Although Salmeron tried to adjust to the changes, he still disliked the redesign.

I actually like it when the design of an app is changed just because it makes it feel new,” Salmeron commented.  “What I don’t like about the update is how the Discover page story posters are really big and how my subscriptions aren’t at the top. I also don’t like how there aren’t different tabs in the Friends page for separating stories and chat.”

The app’s update was wildly unpopular among most users, leading to over 1.2 million people signing a petition requesting that Snapchat revert to their original formatting.

“The update was really confusing,” Couch agreed.  “Everything was just really small, so you couldn’t really tell if someone sent you a snap or not.”

Despite her disapproval of both the ad and the update, Couch will continue to use Snapchat.

“It’s my only way to communicate with people in other countries and with people who live hours away,” Couch reflected.

Like Couch, Salmeron relies on Snapchat as a main form of communication and will keep using the app.

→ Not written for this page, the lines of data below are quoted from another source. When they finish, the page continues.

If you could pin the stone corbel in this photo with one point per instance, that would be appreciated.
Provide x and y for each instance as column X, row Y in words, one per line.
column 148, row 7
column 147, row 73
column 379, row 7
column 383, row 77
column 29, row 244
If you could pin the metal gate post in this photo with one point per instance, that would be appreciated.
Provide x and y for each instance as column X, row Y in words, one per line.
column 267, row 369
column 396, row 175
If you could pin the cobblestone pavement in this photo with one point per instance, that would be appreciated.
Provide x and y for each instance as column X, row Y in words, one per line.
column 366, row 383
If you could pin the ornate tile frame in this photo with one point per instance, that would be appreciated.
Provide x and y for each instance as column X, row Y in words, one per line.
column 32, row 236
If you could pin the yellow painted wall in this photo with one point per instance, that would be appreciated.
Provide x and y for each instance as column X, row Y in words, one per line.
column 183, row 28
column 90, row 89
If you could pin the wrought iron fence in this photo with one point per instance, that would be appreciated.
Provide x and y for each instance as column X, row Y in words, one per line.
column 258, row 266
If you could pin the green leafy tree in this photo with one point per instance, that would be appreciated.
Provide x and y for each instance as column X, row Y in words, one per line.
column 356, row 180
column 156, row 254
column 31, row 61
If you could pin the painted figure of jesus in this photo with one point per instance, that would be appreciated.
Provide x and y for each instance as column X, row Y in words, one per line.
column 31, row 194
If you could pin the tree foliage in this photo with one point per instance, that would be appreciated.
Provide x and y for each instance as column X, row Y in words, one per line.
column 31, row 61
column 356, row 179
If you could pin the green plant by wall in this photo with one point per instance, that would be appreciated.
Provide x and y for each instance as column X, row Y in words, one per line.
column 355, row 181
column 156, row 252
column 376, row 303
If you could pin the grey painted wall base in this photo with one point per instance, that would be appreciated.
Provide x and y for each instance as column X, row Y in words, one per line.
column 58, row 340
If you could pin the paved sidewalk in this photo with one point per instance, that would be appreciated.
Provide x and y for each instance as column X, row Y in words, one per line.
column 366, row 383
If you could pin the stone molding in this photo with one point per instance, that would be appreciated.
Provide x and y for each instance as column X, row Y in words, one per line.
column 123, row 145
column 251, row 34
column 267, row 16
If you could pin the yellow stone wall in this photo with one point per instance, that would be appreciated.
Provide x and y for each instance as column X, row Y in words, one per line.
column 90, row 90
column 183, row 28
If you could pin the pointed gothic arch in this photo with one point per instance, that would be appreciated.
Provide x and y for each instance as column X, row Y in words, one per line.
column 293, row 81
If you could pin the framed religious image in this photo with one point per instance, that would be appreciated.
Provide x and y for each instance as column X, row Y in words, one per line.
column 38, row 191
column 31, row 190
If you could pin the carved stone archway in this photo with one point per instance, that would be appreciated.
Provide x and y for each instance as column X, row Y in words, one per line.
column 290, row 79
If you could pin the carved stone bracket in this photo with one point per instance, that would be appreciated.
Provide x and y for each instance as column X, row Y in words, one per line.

“Mistakes like these do happen,” Salmeron explained, “as there are large amounts of companies trying to advertise on the platform, [which] makes it difficult to monitor every single ad. Snapchat just need to be more wary of what they’re putting out there and make sure it’s appropriate.”

After removing the ad, Snapchat released a statement to The Hollywood Reporter.

“This advertisement is disgusting and never should have appeared on our service,” read the statement.  “We are so sorry we made the terrible mistake of allowing it through our review process. We are investigating how that happened so that we can make sure it never happens again.”